In this case, however, it's not that simple. When Congress sent the ERA to the states in 1972, it included a seven-year deadline, subsequently modified to 10 years. The amendment was ratified by 35 states (including Minnesota) during that time, falling short. Whether Congress can modify the deadline again retroactively, or rescind it, or whether the limit was legitimate in the first place given its placement in the introduction of the amendment instead of the text, are questions amendment supporters intend to press. The issue is further complicated by five states' ostensibly having rescinded their ratifications.

So, Americans can celebrate a milestone in gender equality while lamenting the legal morass that will follow.

The Constitution does not require a time limit on proposed amendments, nor does it prohibit one. Eight other ratified amendments have included one (four in the text, four in the intro). On the other hand, what is now the 27th Amendment, declaring that no change in pay for senators and representatives can take effect until after an election, was conceived in 1779 as part of the Bill of Rights but not ratified until 1992, nearly 203 years later. The Supreme Court, faced with a dispute over ratification procedures in 1939, deferred to Congress.

Typically, when an amendment reaches the threshold, the following process occurs:

• The Office of the Federal Register verifies that it has received the required number of authenticated ratification documents.

• The Archivist of the United States certifies that the text has become part of the Constitution.

This month, the Justice Department's Office of Legal Counsel — acting on the request of the National Archives and Records Administration, which is led by the archivist, who had been sued by three states seeking to halt the ERA process — concluded that since the 1982 deadline has passed, the amendment is, well, dead.

Arguments for and against the ERA are much the same as they always have been, though times have evolved.

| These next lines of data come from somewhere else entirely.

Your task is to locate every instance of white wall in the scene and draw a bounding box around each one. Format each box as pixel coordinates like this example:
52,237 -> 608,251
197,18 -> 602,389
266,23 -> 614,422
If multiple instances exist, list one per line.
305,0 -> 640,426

Supporters acknowledge progress in gender equality — in large measure due to legislation and to rulings under the Equal Protection Clause of the 14th Amendment on civil rights — but believe the amendment can bring clarity on lingering disparities while resolving a fundamental omission in the Constitution. Opponents fear that the generality of the text will allow undesirable applications. Still others support the goals but believe the process must begin anew.

Twenty-five states have adopted language like that of the ERA. In Minnesota, a move to put such a question on the 2020 ballot was approved in the House in 2019 but has yet to advance in the Senate.

Such action would help, but when rights that ought not vary from state to state are in question, federal solutions are best. Given the current climate in Washington, however, a new amendment is unlikely in the foreseeable future. Taking the status of ratification to the courts, murky as it is, may be the clearest path to further progress.